= David Young (Canadian playwright) =

Canadian playwright, novelist, and screenwriter

David Samuel D'Arcy Young (born 17 July 1946 Oakville, Ontario) is a Canadian playwright, novelist, and screenwriter.

Born in Oakville, Ontario, Young studied at the University of Western Ontario. He is the author of seven plays, two novels and several screenplays and teleplays.
Two of his plays, Inexpressible Island and Glenn, have been nominated for multiple Canadian drama awards. The play, Fire, received four Dora Mavor Moore Awards as well as the Chalmers/Toronto Drama Bench Award.

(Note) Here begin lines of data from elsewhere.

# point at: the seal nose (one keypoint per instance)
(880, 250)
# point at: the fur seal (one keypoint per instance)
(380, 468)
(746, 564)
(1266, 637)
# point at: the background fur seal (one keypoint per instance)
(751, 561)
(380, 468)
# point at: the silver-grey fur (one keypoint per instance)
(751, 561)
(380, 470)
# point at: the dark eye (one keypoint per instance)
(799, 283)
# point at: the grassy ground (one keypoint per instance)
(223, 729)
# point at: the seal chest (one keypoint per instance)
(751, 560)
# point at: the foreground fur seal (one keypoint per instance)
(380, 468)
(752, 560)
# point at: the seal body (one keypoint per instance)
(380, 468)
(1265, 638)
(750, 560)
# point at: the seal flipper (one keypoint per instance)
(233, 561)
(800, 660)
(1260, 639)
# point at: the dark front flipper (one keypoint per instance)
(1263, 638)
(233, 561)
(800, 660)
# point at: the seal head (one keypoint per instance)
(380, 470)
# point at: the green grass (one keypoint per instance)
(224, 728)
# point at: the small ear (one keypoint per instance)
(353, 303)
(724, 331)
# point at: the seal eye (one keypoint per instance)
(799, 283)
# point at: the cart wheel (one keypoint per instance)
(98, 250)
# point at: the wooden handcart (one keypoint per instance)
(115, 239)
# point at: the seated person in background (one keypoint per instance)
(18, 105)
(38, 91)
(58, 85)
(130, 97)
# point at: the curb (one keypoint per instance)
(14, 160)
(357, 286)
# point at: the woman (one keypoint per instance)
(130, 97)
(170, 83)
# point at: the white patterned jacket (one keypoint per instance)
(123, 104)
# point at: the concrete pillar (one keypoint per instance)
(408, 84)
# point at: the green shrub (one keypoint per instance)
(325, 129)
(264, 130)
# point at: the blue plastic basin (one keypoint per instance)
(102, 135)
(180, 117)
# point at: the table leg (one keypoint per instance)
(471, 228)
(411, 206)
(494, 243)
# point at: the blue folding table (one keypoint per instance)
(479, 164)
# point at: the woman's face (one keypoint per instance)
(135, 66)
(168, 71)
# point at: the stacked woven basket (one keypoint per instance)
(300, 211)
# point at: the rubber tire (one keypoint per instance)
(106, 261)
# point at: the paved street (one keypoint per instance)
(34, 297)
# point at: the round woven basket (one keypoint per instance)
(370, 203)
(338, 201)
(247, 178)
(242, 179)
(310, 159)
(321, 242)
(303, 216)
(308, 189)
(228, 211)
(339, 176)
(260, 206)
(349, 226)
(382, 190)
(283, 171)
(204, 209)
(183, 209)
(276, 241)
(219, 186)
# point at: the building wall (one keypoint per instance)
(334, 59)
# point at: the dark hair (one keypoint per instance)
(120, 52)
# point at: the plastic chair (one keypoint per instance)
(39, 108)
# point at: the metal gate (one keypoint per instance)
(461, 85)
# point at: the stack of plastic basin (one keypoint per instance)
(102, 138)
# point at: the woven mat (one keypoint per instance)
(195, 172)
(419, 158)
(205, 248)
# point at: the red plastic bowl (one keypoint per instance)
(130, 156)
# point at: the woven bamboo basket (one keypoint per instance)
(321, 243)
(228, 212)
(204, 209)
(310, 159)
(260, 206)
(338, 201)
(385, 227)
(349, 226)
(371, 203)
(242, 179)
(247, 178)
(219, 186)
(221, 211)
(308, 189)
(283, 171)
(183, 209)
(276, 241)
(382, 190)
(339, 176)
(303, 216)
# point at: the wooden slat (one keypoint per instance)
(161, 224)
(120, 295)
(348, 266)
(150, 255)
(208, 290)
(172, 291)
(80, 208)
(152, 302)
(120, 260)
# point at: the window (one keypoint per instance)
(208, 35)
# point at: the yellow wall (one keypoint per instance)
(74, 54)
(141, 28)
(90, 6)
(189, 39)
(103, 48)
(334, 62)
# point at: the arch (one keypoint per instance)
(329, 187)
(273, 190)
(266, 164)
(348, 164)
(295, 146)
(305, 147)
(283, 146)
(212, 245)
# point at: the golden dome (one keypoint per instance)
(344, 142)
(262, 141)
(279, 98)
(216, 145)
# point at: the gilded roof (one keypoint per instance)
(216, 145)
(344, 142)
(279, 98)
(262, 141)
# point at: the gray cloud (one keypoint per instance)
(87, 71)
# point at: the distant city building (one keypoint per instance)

Young is also a founder of the Writers' Trust of Canada, a non-profit literary organization that seeks to encourage Canada's writing community, and a trustee of the Griffin Prize for Excellence in Poetry.

==Plays==
- Love Is Strange (1985), a theatrical study of the life and times of Robert Kieling, the star-struck farmer from Saskatchewan who has spent his adult life in mental institutions because he believes he and singer Anne Murray are in love.
- Fire (1986), a political musical inspired by cousins Jimmy Swaggart and Jerry Lee Lewis, co-written with Paul Ledoux. The play received four Dora Mavor Moore Awards as well as the Chalmers/Toronto Drama Bench Award.
- Glenn (1992), a theatrical portrait of pianist Glenn Gould.
- Inexpressible Island (1997), a play about six men marooned in an ice cave in Antarctica.
- An Enemy of the People (2001), an adaptation of Henrik Ibsen's play.
- Clout (2001), a comedy about men, sex and power.
- No Great Mischief (2004), an adaptation of the award-winning Alistair MacLeod novel.